紹介患者さんの治療。
主訴は
右下犬歯の痛み
夜間に疼くという。
患歯を指し示すことができるか?と聞くと右下犬歯(#27)を指し示した。
歯内療法学的検査(2022.12.15)
#26 Cold+3/3, Perc.(-), Palp.(-), BT(-), Perio probe(WNL), Mobility(WNL)

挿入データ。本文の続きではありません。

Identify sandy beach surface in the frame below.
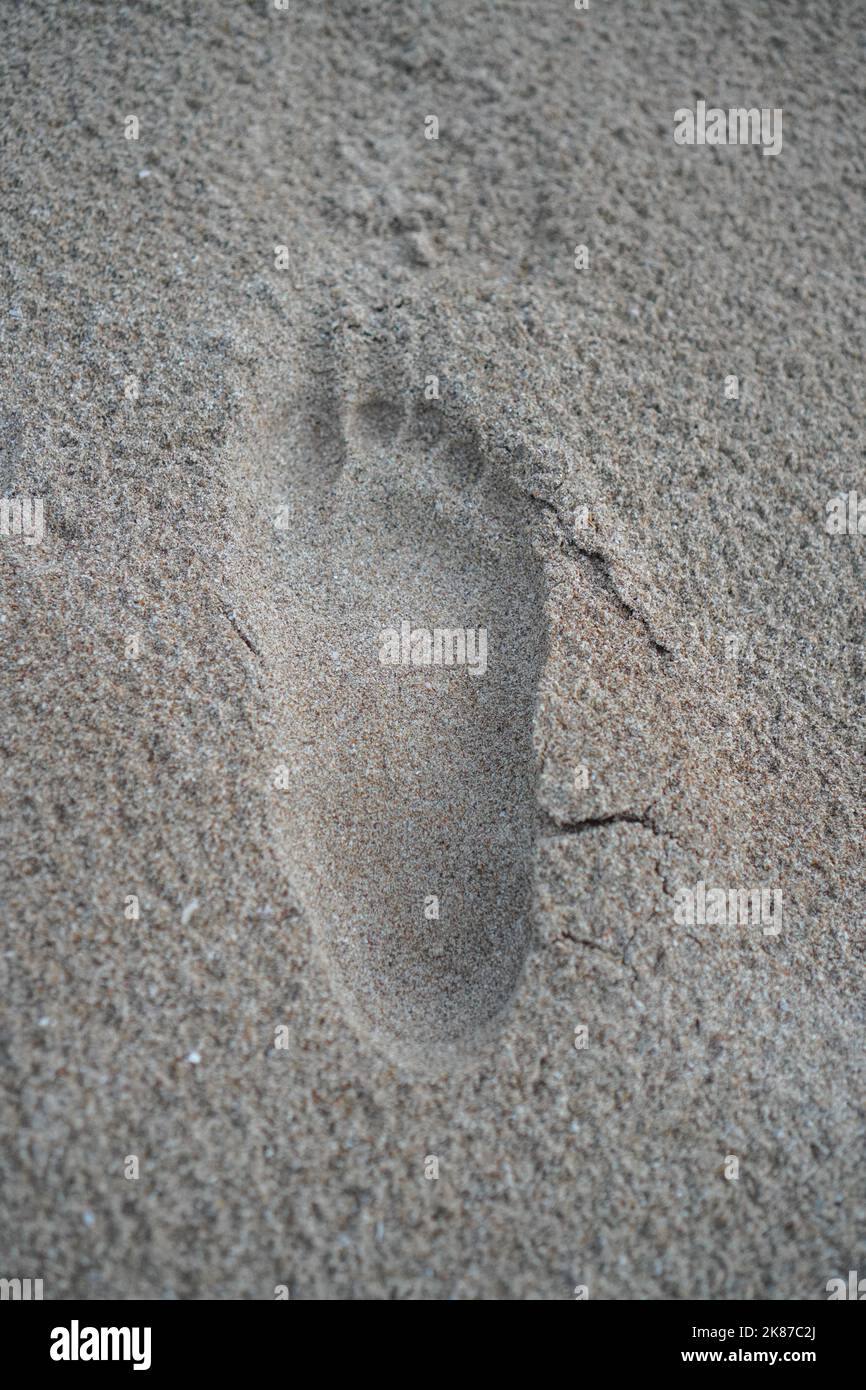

#27 Cold++1/24, Perc.(+), Palp.(-), BT(-), Perio probe(WNL), Mobility(WNL)
検査で主訴を再現できている。
これは歯内療法で問題を解決できる可能性が高い。
PA(2022.12.15)
歯髄にほぼ近接する修復治療はGPの大好物だ。
が、歯内療法専門医はそうした治療を行わない。
予後が読めないからだ。
デンタルで根尖病変を確認して定期的にcheckするのだろうか?
生切すればCold testに反応するAδ繊維は消失する。
それでどうやって治癒しているか否か?を判断するのだろうか?
そして、同時に石灰化も起きてしまう。
そうするとこの歯はApicoectomyかIntentional Replantationが決定となるがそういうことは患者さんは知っているのだろうか?と言えば、やはり知らなかった。
そして極め付けはかなり長い根である。
どこにReference Pointを取るか?で治療が難しくなる。
ちなみにCBCTはこのケースでは撮影していない。
病変もないし、術前にCBCTで何もcheckすることがないからだ。
このような場合では私はCBCTは撮影しない。
ということで診断は以下になる。
歯内療法学的診断(2022.12.15)
#27
Pulp Dx: Symptomatic irreversible pulpitis
Periapical Dx: Symptomatic apical periodontitis
Recommended Tx: RCT
治療がRCTになることは皆さん異論がないだろう。
根尖病変はないので術後にシーラーパフはないはずだ。
☆この後、臨床的動画が出てきます。気分を害する方は試聴をSkipしてください。
#27 RCT①(2022.12.15)Chamber open, SX, WL determination
治療内容は以下になる。
#40.04まで形成して#35.04のGutta Perchaを試適した。
こんなに曲がった根管でよくコントロールが効きますね?と言われるが、大したことはない。
なぜか?と言えば、
HyFlex EDMが異常に柔軟性が高いから
である。
私はこれ以上に柔軟性が高く、切削効果が高いファイルをいまだに知らない。
これから別にそうした新しいものが出れば私はそちらへ乗り換えるだろうが、今はどこにもない。
しかし言えることは、
柔軟性が高いファイルで根管治療すればこうした湾曲根管でも問題なく対応できる
ということである。
攻略法など何もない。ただ道具を使用すればいいだけだ。
ポイント試適PA(2022.12.5)
問題ない位置にGutta Perchaがあると思われる。
BC sealerを用いて根管充填した。
支台築造はしていない。
水酸化カルシウムを置いてCavitonで仮封した。
築造はかかりつけ医で行い予定であるからだ。
#27 RCT②(2022.12.15)Single Point Obturation
PAは以下になる。
次回は1年後の経過観察で問題がないと思われる。
その際に、また皆さんにご報告します。